Which neighborhoods would you recommend?.

Thanks in advance.
Mauro.


----------



## Ben-HH (Jan 8, 2015)

mauro_b said:


> Hi all. I'been offered a new job in Frankfurt. It's a leading role in technology.
> 
> Gross income is 75K euros per annum. Is this a good salary? I'ts enough for a family of four?.
> 
> ...



How much is enough? It is a good salary. But with private school and renting a house in Frankfurt (expensive place!) there won't be much left over at the end of the month.

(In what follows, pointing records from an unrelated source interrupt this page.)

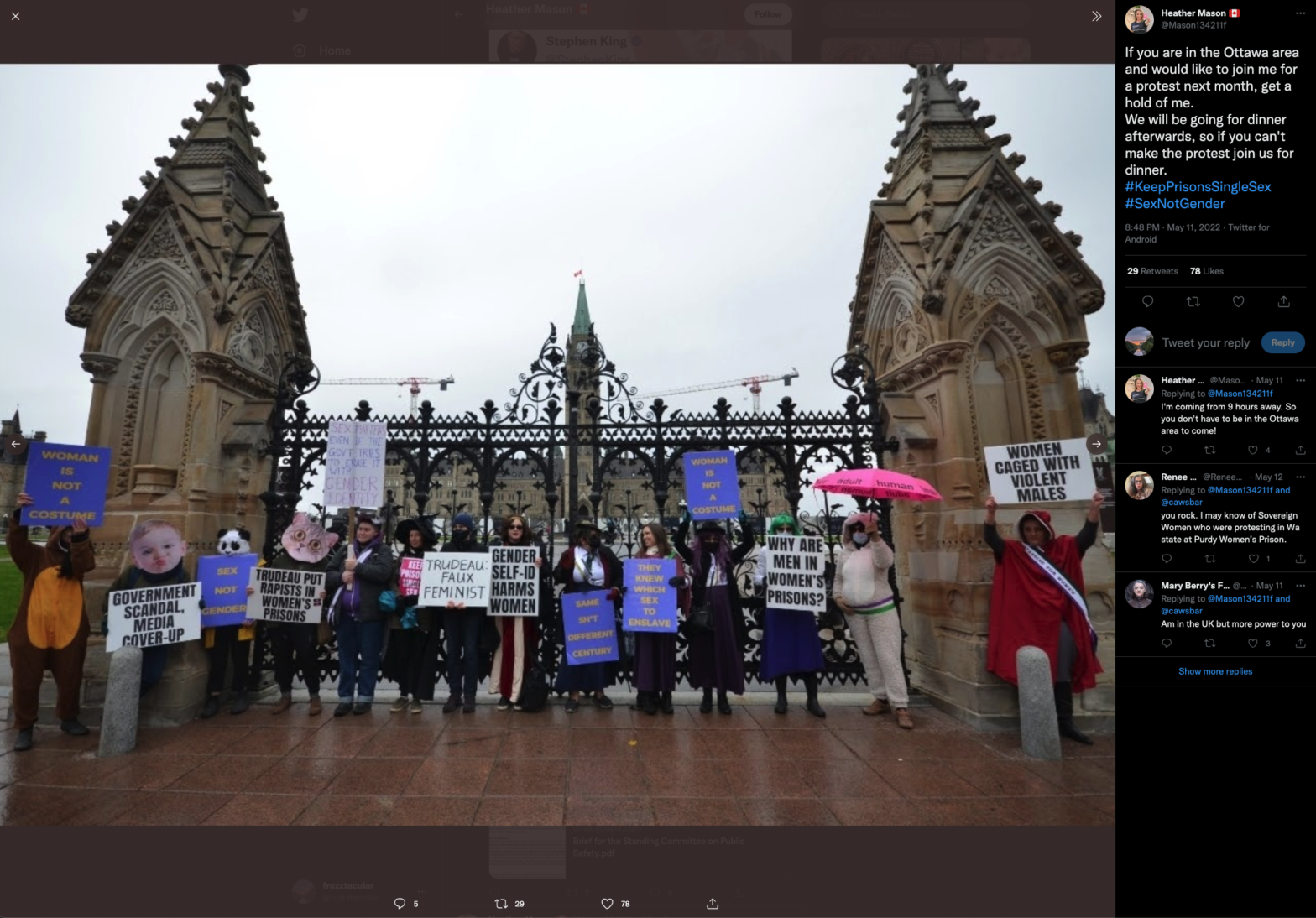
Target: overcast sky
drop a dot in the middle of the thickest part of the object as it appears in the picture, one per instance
(436, 215)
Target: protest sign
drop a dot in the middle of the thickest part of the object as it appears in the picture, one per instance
(354, 463)
(514, 586)
(795, 577)
(286, 596)
(713, 489)
(66, 482)
(1053, 470)
(650, 602)
(456, 576)
(408, 576)
(154, 616)
(224, 582)
(591, 632)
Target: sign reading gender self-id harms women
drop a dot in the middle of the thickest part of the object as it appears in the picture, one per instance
(713, 488)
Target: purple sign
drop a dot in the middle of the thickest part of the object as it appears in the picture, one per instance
(66, 482)
(224, 582)
(590, 626)
(713, 489)
(650, 602)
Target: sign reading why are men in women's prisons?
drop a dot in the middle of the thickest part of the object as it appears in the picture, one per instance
(354, 463)
(1049, 470)
(514, 586)
(286, 596)
(795, 577)
(456, 576)
(66, 482)
(650, 602)
(154, 616)
(224, 582)
(713, 489)
(591, 632)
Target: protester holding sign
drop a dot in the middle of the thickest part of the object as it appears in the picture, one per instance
(462, 623)
(306, 547)
(791, 644)
(157, 549)
(357, 575)
(1038, 600)
(50, 629)
(518, 650)
(862, 588)
(588, 566)
(655, 653)
(412, 655)
(716, 653)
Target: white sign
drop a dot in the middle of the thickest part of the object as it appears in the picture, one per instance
(154, 616)
(286, 596)
(354, 463)
(456, 576)
(1042, 472)
(514, 586)
(795, 577)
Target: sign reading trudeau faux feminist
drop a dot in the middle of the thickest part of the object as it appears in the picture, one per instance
(354, 463)
(713, 489)
(286, 596)
(1049, 470)
(795, 574)
(224, 582)
(66, 482)
(514, 586)
(456, 576)
(591, 632)
(650, 602)
(154, 616)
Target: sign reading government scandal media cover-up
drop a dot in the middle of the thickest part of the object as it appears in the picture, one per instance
(1040, 472)
(154, 616)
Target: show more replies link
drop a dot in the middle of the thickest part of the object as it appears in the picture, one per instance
(639, 46)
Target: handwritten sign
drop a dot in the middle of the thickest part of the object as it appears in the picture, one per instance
(354, 463)
(154, 616)
(713, 489)
(1042, 472)
(514, 586)
(591, 632)
(224, 582)
(286, 596)
(66, 482)
(408, 576)
(456, 576)
(650, 602)
(795, 576)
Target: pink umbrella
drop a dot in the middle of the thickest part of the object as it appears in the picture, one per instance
(877, 484)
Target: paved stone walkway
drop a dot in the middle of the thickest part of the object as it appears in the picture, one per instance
(595, 767)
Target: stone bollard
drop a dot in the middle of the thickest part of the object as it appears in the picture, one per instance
(123, 693)
(1037, 705)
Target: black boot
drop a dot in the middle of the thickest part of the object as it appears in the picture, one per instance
(1065, 714)
(811, 686)
(781, 708)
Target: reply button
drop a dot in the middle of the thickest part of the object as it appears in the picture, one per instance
(767, 13)
(1282, 342)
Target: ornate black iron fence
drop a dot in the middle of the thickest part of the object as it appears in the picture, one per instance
(579, 412)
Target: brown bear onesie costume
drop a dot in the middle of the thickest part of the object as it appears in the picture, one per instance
(50, 632)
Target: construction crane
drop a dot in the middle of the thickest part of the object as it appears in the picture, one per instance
(755, 383)
(414, 382)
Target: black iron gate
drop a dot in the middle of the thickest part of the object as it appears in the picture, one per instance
(582, 412)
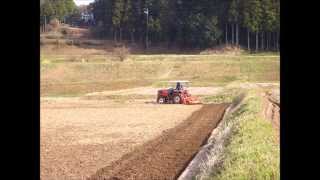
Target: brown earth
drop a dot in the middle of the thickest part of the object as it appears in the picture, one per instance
(78, 137)
(271, 111)
(166, 156)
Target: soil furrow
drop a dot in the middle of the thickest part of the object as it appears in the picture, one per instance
(166, 156)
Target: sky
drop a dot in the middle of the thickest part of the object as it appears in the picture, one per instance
(83, 2)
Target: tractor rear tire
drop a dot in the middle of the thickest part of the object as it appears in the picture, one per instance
(176, 100)
(161, 100)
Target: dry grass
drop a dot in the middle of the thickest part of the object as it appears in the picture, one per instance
(80, 136)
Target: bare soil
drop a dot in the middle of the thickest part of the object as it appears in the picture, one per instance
(271, 110)
(166, 156)
(77, 137)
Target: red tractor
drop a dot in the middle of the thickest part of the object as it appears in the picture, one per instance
(177, 95)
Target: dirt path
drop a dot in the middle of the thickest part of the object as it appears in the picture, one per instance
(78, 137)
(166, 156)
(271, 110)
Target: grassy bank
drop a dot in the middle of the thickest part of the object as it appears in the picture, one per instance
(76, 77)
(252, 151)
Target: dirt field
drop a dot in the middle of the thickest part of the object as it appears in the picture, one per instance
(78, 136)
(166, 156)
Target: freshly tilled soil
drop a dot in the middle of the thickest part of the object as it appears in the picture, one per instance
(166, 156)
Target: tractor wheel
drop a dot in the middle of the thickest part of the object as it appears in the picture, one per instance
(176, 99)
(161, 100)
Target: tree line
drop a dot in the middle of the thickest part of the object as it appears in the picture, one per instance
(60, 9)
(254, 24)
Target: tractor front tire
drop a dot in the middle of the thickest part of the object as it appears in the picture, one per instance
(161, 100)
(176, 99)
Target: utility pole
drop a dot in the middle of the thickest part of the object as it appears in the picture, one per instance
(146, 11)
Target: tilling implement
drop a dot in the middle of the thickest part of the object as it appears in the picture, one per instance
(178, 95)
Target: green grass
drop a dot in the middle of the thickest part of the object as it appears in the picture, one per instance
(226, 96)
(201, 70)
(252, 152)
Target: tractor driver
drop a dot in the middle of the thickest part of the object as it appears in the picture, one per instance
(179, 86)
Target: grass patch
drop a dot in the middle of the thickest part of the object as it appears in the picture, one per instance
(226, 96)
(252, 151)
(201, 70)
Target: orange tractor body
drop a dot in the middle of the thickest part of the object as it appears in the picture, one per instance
(179, 95)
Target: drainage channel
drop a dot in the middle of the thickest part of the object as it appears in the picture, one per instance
(167, 156)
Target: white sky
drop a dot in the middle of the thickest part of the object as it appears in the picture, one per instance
(83, 2)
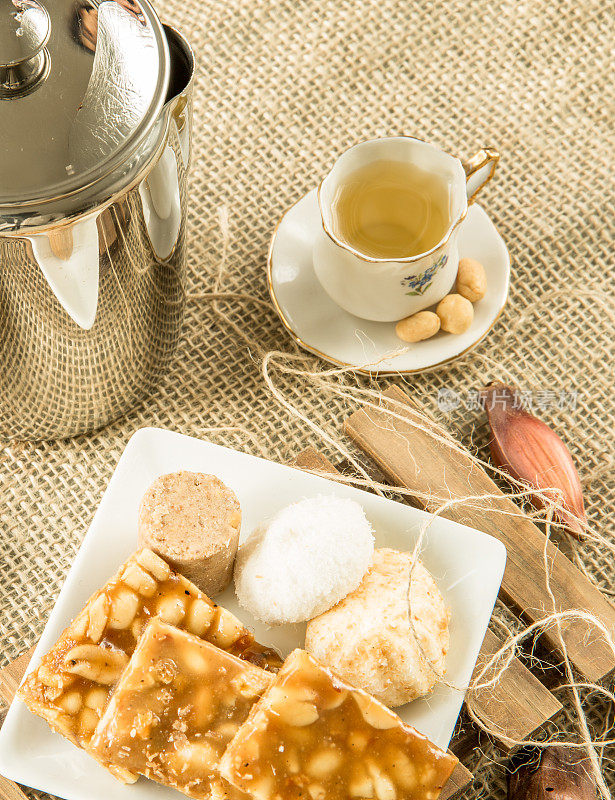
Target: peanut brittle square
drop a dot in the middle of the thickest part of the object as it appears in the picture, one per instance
(72, 686)
(314, 737)
(178, 704)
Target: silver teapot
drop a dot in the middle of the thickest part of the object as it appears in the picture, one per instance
(95, 118)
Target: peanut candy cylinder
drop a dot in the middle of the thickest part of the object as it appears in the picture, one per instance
(314, 737)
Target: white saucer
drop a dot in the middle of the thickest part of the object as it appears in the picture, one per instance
(322, 327)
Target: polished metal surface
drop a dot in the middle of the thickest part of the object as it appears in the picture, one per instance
(91, 304)
(24, 32)
(106, 71)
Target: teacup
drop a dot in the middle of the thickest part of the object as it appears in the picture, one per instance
(388, 289)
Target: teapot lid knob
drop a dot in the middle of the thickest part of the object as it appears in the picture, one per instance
(24, 31)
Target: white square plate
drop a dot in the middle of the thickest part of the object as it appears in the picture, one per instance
(467, 565)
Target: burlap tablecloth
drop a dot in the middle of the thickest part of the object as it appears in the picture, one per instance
(283, 87)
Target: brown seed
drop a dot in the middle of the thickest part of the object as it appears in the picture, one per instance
(532, 453)
(471, 280)
(418, 327)
(456, 313)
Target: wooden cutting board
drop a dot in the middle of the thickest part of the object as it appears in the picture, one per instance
(413, 458)
(518, 704)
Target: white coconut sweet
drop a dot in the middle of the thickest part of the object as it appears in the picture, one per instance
(304, 561)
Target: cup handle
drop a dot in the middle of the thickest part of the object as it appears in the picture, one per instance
(479, 170)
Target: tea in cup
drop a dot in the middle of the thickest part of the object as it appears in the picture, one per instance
(391, 210)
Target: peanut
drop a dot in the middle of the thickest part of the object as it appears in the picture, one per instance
(471, 280)
(123, 609)
(323, 763)
(171, 609)
(199, 617)
(295, 713)
(71, 703)
(88, 720)
(385, 788)
(96, 699)
(456, 313)
(360, 783)
(139, 580)
(418, 327)
(97, 618)
(95, 663)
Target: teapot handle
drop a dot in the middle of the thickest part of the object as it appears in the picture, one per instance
(68, 258)
(479, 170)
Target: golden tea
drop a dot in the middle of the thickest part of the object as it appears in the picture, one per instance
(392, 209)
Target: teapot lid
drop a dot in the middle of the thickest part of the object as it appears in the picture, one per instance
(81, 85)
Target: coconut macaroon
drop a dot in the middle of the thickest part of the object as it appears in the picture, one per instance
(192, 520)
(367, 637)
(305, 560)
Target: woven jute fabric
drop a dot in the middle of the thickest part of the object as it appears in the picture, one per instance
(284, 87)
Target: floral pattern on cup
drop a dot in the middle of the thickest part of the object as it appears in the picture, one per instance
(418, 284)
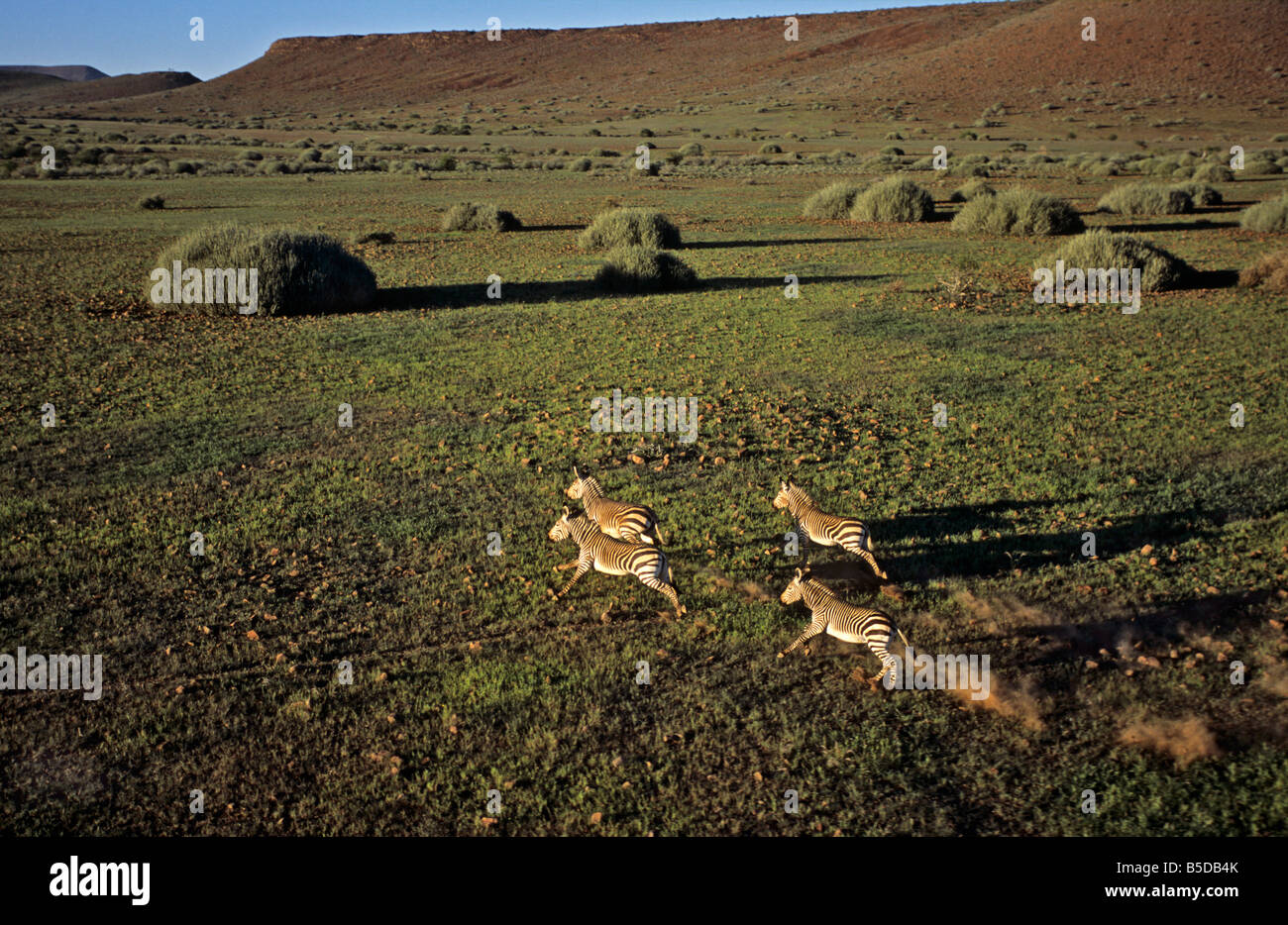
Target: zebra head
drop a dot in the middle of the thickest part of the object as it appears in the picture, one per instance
(795, 590)
(786, 492)
(562, 530)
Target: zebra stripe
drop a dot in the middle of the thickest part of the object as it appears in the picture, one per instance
(841, 620)
(613, 557)
(825, 530)
(621, 521)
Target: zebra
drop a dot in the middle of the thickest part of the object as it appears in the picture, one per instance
(825, 530)
(613, 557)
(841, 620)
(621, 521)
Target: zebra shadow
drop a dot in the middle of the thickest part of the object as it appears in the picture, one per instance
(911, 548)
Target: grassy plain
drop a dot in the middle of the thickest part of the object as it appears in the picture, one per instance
(370, 545)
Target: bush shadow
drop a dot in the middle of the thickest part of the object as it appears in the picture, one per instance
(463, 295)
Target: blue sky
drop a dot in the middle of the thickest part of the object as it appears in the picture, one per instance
(153, 35)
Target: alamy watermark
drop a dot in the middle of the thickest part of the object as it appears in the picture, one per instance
(52, 672)
(89, 878)
(923, 671)
(634, 415)
(207, 286)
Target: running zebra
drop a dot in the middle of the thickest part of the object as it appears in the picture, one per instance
(841, 620)
(613, 557)
(621, 521)
(827, 530)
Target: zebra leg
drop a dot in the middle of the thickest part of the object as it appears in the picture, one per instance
(815, 626)
(862, 552)
(583, 567)
(668, 590)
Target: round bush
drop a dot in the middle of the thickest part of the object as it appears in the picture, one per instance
(1261, 165)
(832, 201)
(970, 191)
(630, 228)
(1212, 172)
(1019, 211)
(894, 200)
(297, 272)
(1270, 272)
(1202, 193)
(480, 217)
(1145, 198)
(643, 269)
(1269, 215)
(1104, 251)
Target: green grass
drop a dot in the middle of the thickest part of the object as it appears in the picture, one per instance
(370, 544)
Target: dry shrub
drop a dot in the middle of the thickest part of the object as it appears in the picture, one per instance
(1269, 215)
(630, 228)
(1185, 740)
(1274, 679)
(1018, 211)
(1270, 272)
(1102, 249)
(480, 217)
(832, 201)
(643, 269)
(1146, 198)
(894, 200)
(297, 272)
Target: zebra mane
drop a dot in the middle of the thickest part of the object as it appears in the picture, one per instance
(815, 585)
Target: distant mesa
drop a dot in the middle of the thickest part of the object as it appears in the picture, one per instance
(64, 71)
(34, 88)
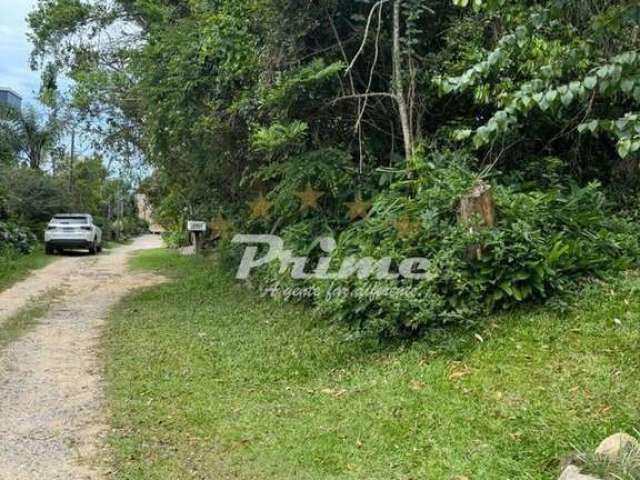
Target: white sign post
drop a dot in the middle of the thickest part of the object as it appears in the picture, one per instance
(197, 230)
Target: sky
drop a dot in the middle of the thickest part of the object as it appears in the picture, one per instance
(15, 49)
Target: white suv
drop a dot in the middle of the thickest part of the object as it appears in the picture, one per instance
(72, 231)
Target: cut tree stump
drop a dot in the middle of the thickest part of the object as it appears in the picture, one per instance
(477, 210)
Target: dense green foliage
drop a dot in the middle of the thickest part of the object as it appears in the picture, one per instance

You can check your approx. net salary here: Brutto Netto Rechner 2015 2014 Gehaltsrechner 2015 2014 Lohnrechner 2015 2014 Gehalt

Rental prices you can check here: Immobilien, Wohnungen und Häuser bei Immonet.de or Immobilien, Wohnungen und Häuser bei ImmobilienScout24

Cheers


----------



## Bevdeforges (Nov 16, 2007)

At 4 and 8, I'd seriously consider putting the kids in the public schools right from the start. Not sure what facilities they have in Germany for helping foreign kids with the language, but your kids are young enough to pick up German pretty quickly. (Especially the 4 year old.)
Cheers,
Bev


----------



## beppi (Jun 10, 2013)

Private (English language) schools cost €1000-2000/month per child and, since there aren't many, limit your accommodation search to certain areas. Compromises with regards to commuting times to school and office might also be needed.
Better to send them to a (free) local school. They'll thank you later for being able to speak German!


----------